She herself had nothing to return to England for. Even when Dom was well enough to travel, he would have Mama and Edmund to go back to. She would not be essential to him. She would be her old restless self again. Here she would be needed, perhaps for the rest of the summer.

And it was good to be needed.

She wondered why Edmund had not written. She wondered if he had yet received any of the three letters she had sent. But it did not matter. Dom was safe. And she was so busy that she had very little time to fret for family and home.


LORD EDEN MADE A determined effort over the next few days to regain some of his health and strength. His chest wound was healing nicely now that the abscess had broken, and his ribs were knitting together again. But there was still an annoying amount of pain. He could not move without wincing and gritting his teeth.

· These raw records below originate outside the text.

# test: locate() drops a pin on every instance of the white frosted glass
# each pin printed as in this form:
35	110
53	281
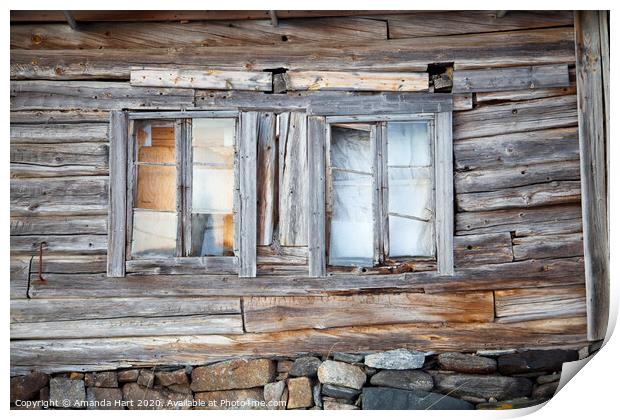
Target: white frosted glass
212	190
408	144
411	238
154	234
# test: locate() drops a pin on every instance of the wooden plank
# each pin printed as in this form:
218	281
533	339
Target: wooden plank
268	314
516	176
293	179
475	250
548	246
546	303
248	137
444	193
500	49
267	182
556	192
531	147
201	79
169	35
593	172
510	78
515	117
317	132
54	95
524	222
111	353
428	23
357	81
68	195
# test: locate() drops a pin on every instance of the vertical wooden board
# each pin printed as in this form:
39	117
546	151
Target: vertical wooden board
593	171
248	136
444	193
317	131
117	193
266	177
293	180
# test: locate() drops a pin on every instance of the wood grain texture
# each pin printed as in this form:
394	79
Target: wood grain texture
546	303
268	314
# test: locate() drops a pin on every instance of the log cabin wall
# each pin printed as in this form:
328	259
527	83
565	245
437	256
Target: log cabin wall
518	247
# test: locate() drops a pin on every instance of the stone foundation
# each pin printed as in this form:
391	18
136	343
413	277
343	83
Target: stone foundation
397	379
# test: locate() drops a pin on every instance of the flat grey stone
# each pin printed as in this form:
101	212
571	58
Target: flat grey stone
399	399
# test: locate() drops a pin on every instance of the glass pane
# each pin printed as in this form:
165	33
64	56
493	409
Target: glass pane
156	142
410	237
212	234
154	234
156	187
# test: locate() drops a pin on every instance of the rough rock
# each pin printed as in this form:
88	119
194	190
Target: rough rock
236	399
104	398
399	399
466	363
157	399
535	361
66	392
27	387
305	366
399	359
411	380
299	393
342	374
498	387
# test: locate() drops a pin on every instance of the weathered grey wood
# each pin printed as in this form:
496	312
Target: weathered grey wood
530	304
510	78
593	172
248	137
444	193
548	246
357	81
531	147
516	176
265	314
201	79
54	95
474	250
556	192
119	137
524	222
293	179
507	118
317	131
111	353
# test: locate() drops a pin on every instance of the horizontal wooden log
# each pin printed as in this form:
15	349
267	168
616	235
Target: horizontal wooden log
133	35
514	117
531	147
521	221
111	353
48	95
264	314
532	47
556	192
548	246
39	196
473	250
356	81
59	225
546	303
201	79
59	133
534	273
516	176
510	78
427	23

He was appalled at his own weakness. Just the effort of standing to wash himself in the mornings exhausted him. He could not walk without leaning heavily on Ellen’s shoulder, and the ten steps to the doorway of the bedchamber and back were almost beyond his endurance. After sitting up in bed for a meal he would slide gratefully back to a lying position again. And he seemed to be sleeping his life away.

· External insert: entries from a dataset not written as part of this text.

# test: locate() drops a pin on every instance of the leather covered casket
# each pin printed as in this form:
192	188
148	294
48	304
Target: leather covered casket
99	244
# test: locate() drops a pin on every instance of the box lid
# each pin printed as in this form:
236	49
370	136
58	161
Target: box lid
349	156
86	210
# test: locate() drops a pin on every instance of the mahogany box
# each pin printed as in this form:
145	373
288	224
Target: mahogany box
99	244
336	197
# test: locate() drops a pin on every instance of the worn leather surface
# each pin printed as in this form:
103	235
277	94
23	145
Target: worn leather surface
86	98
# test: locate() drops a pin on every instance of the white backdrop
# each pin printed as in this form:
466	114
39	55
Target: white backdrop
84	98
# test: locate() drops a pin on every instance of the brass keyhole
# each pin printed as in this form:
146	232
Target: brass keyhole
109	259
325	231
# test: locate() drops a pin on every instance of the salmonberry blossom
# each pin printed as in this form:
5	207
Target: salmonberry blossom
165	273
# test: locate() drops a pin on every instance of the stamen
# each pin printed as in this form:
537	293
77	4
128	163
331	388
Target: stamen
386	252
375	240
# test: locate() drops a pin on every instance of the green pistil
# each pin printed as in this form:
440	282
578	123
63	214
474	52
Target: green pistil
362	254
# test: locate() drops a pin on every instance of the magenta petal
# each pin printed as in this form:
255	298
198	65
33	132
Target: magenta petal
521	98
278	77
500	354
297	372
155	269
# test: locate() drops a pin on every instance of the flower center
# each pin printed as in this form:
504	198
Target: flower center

He offended the doctor the afternoon after his abscess burst by flatly refusing to be bled, and added insult to injury by laughing at the man outright when he had turned to Mrs. Simpson and recommended a continuance of the diet of toast soaked in weak tea for another two weeks at the least. The surgeon washed his hands of him there and then and did not return after.

He determinedly ate whatever was put in front of him, and would several times have asked for more had he not had the uncomfortable feeling that he was living on Mrs. Simpson’s charity. She had not answered his question about whether he had any money or not. He had no idea where his clothes and gear were. His coat at least, he supposed, must be in sorry shape if the appearance of his chest was any indication.

But he did not worry a great deal about anything except regaining his strength. Those days seemed almost suspended beyond time, and he was not sure that he craved the day when he would be ready to leave those rooms and return to normal life.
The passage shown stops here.